A sequence is a special kind of function whose domain is the positive
integers. The range of a sequence is the collection of terms that make up
the sequence. Just as the word sequence implies, the order of the terms in a
sequence is important. The first term of a sequence, for example, is found by
taking the value of the function at 1; the second term is the value of the
function at 2, and so on. Consider the sequence *f* (*x*) = *x*. The terms of the
sequence, denoted *a*_{1}, *a*_{2}, *a*_{3},…, *a*_{n} are 1, 2, 3,…, *n*. When
working with sequences, instead of using function notation to express the
formula of the function, a formula is the following form is used: *a*_{n} = *n*.

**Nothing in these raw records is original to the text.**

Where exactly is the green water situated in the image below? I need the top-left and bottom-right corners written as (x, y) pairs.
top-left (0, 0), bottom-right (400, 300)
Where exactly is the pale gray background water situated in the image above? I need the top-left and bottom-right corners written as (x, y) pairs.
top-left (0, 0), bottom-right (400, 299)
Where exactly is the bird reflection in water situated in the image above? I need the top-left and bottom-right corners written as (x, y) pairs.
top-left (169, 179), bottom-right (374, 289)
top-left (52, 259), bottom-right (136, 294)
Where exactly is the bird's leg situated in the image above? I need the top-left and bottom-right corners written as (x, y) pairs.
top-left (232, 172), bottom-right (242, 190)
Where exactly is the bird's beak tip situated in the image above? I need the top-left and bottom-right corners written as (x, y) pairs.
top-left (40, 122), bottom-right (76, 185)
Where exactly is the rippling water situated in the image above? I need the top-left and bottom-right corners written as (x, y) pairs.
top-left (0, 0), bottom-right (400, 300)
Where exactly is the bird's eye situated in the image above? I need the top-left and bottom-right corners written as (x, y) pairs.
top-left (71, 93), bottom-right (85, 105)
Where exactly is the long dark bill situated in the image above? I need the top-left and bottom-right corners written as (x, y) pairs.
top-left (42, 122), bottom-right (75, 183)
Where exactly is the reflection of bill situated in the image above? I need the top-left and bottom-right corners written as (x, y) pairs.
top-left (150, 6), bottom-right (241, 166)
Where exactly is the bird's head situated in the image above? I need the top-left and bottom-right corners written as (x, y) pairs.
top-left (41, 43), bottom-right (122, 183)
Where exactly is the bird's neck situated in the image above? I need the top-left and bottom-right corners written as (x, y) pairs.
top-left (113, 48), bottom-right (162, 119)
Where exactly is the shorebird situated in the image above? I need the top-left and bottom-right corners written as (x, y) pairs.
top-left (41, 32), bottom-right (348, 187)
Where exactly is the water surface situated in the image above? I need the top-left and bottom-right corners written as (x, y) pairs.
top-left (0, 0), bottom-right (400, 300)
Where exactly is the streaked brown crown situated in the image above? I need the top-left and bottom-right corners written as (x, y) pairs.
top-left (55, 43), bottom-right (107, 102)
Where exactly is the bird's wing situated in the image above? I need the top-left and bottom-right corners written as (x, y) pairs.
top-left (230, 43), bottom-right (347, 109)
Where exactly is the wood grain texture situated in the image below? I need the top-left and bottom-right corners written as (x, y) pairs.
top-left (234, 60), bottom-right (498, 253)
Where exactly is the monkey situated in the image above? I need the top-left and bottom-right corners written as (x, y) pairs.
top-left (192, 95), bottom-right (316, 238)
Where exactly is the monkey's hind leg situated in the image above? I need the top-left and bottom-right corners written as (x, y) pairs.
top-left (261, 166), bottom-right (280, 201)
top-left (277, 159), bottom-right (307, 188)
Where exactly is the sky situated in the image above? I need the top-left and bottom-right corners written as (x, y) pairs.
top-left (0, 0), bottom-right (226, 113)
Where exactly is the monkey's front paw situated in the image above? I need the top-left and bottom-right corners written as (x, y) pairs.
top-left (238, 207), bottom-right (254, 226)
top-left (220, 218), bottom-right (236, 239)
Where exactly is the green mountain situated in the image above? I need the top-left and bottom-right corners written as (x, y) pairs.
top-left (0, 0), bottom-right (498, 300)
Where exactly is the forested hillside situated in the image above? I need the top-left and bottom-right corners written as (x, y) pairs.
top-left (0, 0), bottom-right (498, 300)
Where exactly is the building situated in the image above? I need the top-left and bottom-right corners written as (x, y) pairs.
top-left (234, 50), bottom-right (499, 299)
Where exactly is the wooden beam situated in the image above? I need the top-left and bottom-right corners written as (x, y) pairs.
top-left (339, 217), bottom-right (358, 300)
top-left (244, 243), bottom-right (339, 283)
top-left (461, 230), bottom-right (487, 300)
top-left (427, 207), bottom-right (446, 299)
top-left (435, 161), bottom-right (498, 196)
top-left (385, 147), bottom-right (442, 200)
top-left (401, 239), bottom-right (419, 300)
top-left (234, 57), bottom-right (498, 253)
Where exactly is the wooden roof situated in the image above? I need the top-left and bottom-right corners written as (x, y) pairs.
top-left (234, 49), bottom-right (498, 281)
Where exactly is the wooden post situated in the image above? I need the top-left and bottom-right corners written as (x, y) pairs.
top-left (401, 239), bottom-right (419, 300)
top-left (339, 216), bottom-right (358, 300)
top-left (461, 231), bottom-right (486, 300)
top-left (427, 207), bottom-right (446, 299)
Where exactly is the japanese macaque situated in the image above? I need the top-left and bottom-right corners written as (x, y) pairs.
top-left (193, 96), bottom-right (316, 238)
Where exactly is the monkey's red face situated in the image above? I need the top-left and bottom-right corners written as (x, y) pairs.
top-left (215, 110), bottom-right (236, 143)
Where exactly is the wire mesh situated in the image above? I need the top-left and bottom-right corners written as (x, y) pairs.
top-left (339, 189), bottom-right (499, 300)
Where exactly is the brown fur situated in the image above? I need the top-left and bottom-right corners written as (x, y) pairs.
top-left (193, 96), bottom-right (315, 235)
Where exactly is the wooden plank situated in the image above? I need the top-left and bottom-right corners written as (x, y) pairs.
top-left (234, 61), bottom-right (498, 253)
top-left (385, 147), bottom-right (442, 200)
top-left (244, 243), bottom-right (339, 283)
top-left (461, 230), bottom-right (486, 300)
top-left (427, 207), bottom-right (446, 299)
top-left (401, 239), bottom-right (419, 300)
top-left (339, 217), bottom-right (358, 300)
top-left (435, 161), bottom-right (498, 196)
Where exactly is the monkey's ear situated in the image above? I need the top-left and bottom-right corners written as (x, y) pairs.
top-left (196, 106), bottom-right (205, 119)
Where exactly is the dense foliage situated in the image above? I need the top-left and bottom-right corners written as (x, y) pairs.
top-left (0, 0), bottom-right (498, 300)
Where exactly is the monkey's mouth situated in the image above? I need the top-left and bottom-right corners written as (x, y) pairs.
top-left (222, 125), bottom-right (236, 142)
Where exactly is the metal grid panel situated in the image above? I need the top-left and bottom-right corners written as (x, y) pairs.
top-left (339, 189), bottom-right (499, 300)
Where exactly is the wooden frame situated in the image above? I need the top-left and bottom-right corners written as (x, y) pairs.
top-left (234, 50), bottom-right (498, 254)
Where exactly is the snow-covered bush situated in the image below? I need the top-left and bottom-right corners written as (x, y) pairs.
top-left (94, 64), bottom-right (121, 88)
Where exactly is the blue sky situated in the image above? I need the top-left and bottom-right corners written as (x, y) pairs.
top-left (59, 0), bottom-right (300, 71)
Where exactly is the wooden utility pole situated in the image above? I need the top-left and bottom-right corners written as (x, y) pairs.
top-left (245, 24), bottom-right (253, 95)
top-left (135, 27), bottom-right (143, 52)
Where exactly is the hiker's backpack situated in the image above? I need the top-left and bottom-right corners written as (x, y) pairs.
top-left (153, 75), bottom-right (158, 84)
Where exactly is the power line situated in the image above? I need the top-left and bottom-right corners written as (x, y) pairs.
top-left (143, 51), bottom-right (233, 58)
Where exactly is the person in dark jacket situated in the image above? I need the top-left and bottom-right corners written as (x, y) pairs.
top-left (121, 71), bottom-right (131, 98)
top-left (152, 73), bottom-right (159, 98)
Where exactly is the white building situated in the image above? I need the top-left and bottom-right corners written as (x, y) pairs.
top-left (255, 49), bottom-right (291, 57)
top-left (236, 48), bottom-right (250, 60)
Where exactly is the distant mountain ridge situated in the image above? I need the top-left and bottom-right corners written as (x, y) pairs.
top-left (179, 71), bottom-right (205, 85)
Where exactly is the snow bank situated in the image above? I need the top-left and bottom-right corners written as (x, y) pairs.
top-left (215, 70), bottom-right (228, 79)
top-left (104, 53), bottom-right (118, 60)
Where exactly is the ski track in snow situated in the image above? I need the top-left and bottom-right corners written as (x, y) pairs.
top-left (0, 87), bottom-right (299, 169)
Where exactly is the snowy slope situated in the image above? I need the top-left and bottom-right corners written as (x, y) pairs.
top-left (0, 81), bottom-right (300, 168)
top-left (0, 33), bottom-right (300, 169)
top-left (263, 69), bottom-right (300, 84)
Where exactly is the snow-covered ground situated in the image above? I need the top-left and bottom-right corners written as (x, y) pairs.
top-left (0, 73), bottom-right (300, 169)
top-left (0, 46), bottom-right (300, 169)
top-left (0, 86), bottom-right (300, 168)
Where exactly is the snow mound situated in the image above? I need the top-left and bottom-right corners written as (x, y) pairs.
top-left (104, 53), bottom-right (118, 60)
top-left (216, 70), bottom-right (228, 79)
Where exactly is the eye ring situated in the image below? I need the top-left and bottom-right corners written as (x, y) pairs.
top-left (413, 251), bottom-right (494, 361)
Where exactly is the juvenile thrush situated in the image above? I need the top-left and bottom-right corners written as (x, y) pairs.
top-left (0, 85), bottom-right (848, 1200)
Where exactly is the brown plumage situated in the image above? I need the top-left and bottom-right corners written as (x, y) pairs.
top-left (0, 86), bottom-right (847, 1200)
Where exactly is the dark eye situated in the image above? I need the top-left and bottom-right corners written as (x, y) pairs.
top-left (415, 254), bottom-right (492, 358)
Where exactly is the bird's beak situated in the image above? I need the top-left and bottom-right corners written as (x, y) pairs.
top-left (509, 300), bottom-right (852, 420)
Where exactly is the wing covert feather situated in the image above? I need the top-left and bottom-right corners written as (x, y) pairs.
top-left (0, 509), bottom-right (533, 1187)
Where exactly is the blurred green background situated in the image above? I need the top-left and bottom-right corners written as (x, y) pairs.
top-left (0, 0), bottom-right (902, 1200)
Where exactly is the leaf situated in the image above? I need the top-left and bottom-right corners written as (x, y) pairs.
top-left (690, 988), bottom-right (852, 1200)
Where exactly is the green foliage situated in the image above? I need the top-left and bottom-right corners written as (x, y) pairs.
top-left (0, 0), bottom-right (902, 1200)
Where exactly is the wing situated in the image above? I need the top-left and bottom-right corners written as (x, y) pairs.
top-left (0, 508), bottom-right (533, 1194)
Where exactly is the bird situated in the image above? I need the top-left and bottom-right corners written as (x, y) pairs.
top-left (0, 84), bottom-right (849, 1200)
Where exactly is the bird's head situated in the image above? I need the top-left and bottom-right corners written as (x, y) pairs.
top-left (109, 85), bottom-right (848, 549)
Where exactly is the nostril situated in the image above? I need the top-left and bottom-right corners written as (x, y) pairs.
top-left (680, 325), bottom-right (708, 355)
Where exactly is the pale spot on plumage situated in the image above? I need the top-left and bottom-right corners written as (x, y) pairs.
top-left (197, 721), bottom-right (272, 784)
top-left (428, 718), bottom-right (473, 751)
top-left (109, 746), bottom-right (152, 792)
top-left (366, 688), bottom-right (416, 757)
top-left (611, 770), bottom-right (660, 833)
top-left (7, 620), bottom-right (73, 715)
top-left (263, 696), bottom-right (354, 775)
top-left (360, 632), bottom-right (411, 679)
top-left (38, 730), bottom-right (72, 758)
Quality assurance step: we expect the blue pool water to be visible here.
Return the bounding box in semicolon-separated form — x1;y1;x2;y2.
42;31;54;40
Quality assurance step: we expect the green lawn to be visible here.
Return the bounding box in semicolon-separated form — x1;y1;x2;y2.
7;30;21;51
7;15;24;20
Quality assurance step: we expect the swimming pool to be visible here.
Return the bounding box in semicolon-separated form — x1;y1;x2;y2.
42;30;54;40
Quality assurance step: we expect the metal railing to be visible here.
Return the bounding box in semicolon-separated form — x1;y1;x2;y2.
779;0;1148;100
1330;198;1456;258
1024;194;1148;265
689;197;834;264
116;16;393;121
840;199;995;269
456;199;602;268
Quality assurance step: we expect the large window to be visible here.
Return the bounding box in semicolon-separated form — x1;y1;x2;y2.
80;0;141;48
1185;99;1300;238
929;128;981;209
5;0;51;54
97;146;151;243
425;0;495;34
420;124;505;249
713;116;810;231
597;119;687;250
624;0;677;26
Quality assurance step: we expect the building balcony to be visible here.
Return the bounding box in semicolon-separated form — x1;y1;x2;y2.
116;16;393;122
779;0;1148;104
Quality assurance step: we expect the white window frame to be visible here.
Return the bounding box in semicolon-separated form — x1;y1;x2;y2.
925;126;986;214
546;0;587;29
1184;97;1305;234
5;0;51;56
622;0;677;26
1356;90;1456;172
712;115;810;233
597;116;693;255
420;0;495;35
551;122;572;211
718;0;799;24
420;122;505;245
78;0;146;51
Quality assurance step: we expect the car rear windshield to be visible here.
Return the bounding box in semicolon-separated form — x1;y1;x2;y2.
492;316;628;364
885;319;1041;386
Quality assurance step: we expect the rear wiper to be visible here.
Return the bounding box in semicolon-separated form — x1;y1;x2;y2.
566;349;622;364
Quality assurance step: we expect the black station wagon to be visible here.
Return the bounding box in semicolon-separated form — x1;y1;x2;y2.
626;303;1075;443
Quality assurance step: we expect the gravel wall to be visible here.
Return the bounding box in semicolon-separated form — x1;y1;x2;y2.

This is the same sequence as above, but the conventional *n* is used to denote
an integer, since only integers are in the domain of sequences. Two important
categories of sequences are arithmetic sequences, and geometric
sequences. Both are examples of a recursive sequence--a sequence in
which each term (besides the first) depends on the previous term. Both of these
types of sequences will be discussed.

When the terms of a sequence are summed, the result is called a series.
Some series increase without bound as *n* increases, but others approach a
limit. Both types of series will be studied in the following sections. There
are also certain formulas for calculating the limits of series that we'll learn.
The study of series is an important part of calculus, and it all starts with
sequences.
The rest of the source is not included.